Posted by Aguila Blanca: But the question is not whether or not it should be lawful for a citizen to employ deadly force in a manner that is not reasonable, the question is whether or not it IS lawful. And if the law does not say it is unlawful, then it is lawful.
True.
The fact that a prior appellate court ruling read into the law something that clearly is not there doesn't impress me.
You clearly do not understand the law--at all.
The court did not "read""
anything "into the law." The superior court reviewed the statute as originally enacted by the legislature in the course of ruling upon questions raised by an appellant, and made a ruling on how long-standing legal principles apply.
That is the proper role of the courts, and it has been for centuries. And rulings of that kind are authoritative, unless and until they are changed by rulings rendered at a later time, by higher courts, by changes to the statutes (which, of course, are always subject to judicial review), or by constitutional amendment.

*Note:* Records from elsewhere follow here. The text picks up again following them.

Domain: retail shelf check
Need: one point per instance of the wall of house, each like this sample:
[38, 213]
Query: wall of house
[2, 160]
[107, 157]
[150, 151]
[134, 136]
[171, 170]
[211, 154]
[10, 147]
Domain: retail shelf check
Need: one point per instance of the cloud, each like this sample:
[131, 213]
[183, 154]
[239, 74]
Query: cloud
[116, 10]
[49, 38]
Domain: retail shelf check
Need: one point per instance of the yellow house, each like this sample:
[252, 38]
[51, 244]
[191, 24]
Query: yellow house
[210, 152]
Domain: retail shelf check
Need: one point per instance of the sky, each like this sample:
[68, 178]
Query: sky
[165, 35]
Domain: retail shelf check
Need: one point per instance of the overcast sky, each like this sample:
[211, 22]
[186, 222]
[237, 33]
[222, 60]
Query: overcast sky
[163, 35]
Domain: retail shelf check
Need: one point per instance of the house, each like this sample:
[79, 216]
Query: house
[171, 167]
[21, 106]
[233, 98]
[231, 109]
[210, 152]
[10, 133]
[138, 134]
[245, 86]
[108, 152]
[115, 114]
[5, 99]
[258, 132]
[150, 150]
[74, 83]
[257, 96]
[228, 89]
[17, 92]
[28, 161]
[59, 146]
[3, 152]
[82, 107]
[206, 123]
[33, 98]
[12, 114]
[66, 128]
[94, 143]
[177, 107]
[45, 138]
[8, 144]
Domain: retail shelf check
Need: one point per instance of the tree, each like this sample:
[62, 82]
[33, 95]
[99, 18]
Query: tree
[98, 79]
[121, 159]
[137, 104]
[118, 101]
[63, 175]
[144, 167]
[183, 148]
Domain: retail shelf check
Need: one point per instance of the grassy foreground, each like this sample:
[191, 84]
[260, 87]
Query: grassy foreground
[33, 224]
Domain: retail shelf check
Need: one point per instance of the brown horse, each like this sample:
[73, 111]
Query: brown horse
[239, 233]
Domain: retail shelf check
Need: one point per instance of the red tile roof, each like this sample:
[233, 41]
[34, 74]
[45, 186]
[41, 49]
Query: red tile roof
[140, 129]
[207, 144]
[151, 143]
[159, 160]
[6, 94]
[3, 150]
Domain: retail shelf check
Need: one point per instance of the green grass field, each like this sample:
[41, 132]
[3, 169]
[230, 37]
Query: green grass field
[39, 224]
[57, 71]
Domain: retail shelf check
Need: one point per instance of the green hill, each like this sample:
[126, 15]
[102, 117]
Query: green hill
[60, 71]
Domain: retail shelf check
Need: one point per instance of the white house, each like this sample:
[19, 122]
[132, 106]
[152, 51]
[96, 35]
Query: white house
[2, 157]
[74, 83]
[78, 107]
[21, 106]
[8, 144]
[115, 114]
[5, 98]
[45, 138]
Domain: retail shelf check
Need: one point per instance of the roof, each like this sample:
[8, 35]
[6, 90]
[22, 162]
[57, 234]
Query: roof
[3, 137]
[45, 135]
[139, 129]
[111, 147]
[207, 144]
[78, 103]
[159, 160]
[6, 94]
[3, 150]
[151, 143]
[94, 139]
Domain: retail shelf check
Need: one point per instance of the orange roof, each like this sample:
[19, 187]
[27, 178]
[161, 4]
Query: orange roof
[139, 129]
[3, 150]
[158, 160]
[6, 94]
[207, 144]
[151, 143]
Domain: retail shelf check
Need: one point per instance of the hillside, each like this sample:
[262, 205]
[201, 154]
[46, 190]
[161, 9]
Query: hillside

No statute that has been properly questioned in an appeal defendant is immune from clarification or from being stricken from the statutes altogether.
The
law is defined by (1) what
all relevant statutes say, taken in combination,
and (2)
all relevant precedential rulings on the law.
That "something" may have been "clearly not there" at one time, but it most certainly is now.
Several years ago I went head-to-head with a state official who had statutory authority to interpret the administrative regulations ....
Completely irrelevant.
Words have meanings. When ordinary people can't look up a law and conduct themselves in accordance with what the law says, we do not have a nation of laws. The law in question ....
...is,
as a matter of law, made up of a statute, or statutes,
and precedential rulings by a higher court...
Mr. Chief Justice Jay's comments tell us that jurors should respectfully consider what a judge tells them the law says. I'm okay with that.
But were they based on "the law" as you insist on defining it?
(Ans: Yes. The Fifth Amendment to the Constitution of the United States.)
But when a judge's instructions run contrary to what a law plainly says,....
Unless the instructions are in error, they will not. And "what "the law plainly says" is
not defined by the wording of a single statute, taken in isolation, as it was written when it was enacted.
That should be patently obvious to you, since our system of jurisprudence dates back to a time in which states adopted the Common Law and there were no legislated statutes at all.